We are experimenting with “virtual coffee hour” before or after worship as a chance for people to mingle. This also gives people a chance to try out Zoom so they will be less intimidated by the technology and perhaps be more likely to join an online small group.
Playing the Cards We are Dealt
Online worship has its limitations, but there are some real advantages. By hitting “Share” someone can invite their friends to worship in real time. When we pray for someone, I notice people “tagging” them to let them know. We live-stream via Facebook for the very purpose of these interactive possibilities.
As I stated above, the church I serve is using a combination of livestream with pre-recorded elements. This take some equipment, but it also opens up a world of possibilities. For Easter we will have a surprise guest or two popping in. These are folks well known to the congregation. The talent pool from which a a church can draw has grown exponentially. That singer that did a concert at your church last summer is not busy touring right now. I bet they would be more than happy to shoot a video just for your congregation, along with an encouraging word or two. Shut-ins can bring a scripture reading or prayer. Those who have moved away can suddenly pop in and share a testimony about the difference the people at church have made in their lives. Missionaries can bring a word of thanks for the support they receive.
Try Hard and Evaluate Intensely
When you are experimenting (and I hope you are) you need to redouble the amount of time you invest in analysis. Some things that have always worked well for you will do so long longer. Find people that can help you evaluate rigorously. Leaning back on nostalgia instead of leaning forward into the new reality will cause us to waste time and energy that could be spent on research and development.

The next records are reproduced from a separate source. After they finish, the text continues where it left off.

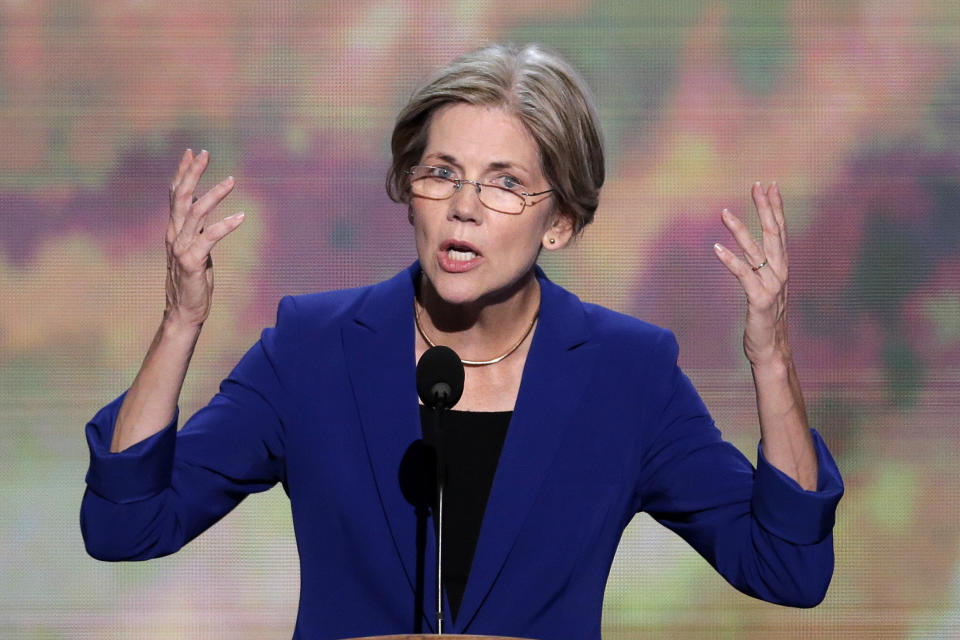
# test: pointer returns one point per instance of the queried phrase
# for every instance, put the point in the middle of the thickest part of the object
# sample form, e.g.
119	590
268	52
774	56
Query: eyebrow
493	166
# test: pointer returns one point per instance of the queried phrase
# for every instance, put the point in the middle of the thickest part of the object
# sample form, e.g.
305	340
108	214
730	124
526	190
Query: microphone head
439	378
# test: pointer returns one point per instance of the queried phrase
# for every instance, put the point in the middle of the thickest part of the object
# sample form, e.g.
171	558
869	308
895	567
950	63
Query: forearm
151	401
784	429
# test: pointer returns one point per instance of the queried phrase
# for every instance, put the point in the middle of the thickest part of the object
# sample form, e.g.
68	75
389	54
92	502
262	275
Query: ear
559	233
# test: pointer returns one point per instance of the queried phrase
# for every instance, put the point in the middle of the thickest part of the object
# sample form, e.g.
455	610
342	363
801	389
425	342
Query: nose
465	204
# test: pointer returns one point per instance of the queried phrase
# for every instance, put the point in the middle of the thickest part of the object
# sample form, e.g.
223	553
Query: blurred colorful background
853	107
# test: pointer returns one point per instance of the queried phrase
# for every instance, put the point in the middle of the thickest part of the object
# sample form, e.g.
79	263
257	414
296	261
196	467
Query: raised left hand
762	271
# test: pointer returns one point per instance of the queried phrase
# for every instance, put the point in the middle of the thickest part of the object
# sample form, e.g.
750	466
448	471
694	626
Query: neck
484	328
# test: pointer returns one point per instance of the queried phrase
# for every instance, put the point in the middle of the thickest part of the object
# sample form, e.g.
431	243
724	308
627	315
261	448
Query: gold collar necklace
474	363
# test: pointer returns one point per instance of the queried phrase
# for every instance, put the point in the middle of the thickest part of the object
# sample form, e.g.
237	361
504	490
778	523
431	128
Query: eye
508	182
444	173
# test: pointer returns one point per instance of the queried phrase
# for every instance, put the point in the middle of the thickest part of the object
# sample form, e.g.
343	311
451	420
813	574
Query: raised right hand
188	243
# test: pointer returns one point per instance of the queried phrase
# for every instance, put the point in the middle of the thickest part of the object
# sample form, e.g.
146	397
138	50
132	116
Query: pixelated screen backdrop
854	107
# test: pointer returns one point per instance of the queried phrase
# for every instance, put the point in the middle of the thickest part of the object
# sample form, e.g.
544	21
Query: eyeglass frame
459	182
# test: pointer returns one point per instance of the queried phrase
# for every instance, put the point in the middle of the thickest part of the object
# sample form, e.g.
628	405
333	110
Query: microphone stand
441	481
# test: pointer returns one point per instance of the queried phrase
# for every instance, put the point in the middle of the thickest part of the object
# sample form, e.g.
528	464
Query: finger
776	202
185	161
206	204
215	232
752	285
183	195
770	228
742	236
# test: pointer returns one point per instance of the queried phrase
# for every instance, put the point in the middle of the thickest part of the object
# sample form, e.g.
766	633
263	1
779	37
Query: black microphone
439	385
440	377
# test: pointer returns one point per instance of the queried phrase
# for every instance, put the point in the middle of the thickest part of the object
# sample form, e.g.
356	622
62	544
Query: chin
456	289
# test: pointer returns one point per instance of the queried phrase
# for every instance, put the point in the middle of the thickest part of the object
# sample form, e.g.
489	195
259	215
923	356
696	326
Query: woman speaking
573	417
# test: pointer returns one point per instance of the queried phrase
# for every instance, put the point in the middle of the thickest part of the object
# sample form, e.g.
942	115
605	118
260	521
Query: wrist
773	364
175	325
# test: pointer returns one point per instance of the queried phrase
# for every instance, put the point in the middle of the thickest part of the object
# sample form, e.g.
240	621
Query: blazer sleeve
762	532
152	498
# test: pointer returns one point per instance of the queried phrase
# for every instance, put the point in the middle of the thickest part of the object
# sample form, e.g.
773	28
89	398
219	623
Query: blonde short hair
543	91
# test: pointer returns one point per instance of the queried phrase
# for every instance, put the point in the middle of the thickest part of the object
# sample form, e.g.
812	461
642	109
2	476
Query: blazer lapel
379	346
557	369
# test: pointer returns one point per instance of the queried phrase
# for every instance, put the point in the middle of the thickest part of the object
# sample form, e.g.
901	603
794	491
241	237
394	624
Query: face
469	253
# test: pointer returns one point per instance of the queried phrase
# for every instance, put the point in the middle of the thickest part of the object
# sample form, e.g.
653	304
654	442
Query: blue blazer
605	425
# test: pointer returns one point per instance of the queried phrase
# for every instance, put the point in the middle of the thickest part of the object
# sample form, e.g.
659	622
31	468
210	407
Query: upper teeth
454	254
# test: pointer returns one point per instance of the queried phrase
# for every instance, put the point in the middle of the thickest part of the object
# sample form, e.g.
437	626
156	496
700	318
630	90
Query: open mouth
459	251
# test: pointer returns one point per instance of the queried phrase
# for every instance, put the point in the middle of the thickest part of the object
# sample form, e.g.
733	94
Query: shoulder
618	331
371	304
611	330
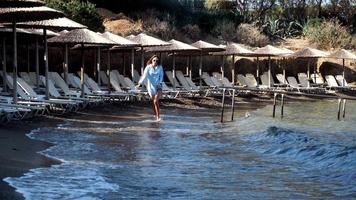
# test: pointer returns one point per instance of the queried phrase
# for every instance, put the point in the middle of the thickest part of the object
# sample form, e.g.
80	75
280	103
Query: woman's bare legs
155	105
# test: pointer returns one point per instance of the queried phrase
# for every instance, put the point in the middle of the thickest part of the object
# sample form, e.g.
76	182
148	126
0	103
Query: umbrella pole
4	63
98	61
258	72
308	72
233	70
82	71
187	68
174	71
37	64
222	66
200	68
124	63
132	63
269	71
190	67
284	72
28	57
66	64
108	70
14	86
46	61
142	61
343	73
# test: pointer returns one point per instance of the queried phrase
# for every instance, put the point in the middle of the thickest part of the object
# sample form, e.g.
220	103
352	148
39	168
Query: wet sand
18	153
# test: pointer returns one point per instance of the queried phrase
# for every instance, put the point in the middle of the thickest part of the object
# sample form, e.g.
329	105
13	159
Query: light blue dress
153	76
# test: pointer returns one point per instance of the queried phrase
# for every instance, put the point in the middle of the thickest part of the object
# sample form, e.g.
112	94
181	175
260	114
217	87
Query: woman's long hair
154	56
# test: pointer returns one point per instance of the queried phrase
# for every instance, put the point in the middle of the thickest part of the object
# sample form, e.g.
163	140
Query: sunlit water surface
308	154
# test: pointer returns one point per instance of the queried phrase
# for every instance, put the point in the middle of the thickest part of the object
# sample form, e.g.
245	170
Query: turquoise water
308	154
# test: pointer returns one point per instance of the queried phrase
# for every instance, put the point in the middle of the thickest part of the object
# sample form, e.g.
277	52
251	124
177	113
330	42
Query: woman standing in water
153	74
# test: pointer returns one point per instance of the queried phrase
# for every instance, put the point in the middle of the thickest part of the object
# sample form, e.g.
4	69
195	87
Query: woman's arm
161	74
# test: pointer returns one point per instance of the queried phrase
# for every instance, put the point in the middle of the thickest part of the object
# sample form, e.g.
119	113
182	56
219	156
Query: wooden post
14	64
282	104
82	71
233	105
339	108
46	61
4	64
344	108
222	106
274	105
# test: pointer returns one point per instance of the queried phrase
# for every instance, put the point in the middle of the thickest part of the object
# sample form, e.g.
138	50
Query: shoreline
19	153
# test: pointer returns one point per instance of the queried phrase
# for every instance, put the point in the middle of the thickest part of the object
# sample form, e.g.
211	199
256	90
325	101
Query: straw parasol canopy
309	53
28	13
343	54
60	23
81	36
15	15
268	51
176	46
147	41
63	23
20	3
207	47
234	49
120	41
122	44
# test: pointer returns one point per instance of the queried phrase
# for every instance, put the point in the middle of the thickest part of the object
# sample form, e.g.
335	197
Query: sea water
307	154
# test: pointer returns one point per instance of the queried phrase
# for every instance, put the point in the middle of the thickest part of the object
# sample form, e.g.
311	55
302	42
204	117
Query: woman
153	74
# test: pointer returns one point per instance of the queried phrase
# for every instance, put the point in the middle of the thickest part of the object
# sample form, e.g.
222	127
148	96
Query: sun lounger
332	83
317	79
341	81
26	77
303	80
26	93
136	76
172	80
103	78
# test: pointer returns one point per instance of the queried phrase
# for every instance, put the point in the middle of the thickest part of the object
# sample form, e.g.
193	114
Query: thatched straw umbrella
82	37
233	49
60	23
343	54
287	53
177	46
205	48
268	51
309	53
121	43
20	3
15	15
146	41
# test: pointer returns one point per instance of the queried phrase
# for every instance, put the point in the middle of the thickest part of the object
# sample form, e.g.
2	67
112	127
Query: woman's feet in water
157	118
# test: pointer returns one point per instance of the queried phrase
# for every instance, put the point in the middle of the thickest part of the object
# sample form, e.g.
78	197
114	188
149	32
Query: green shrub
330	34
191	31
251	35
80	11
225	30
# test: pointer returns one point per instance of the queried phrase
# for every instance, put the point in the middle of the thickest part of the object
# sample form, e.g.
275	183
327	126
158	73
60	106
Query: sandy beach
19	153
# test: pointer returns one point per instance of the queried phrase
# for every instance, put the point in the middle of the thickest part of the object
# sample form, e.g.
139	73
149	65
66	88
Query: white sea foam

We find ourselves signing up for new tools. We jumped on board with Right Now Media to offer on-demand Bible Studies and children’s resources to our congregation. We just signed up for “Text in Church” to give us some new communication tools. Many of these companies are offering free trial periods. Let’s use them.
These are challenging days. The Good News is that we have the most relevant message imaginable. My prayer is that God will use the COVID-19 Crisis to shake the Church from our slumber and teach us afresh how to connect. Romans 8:28 always applies and….People need Jesus!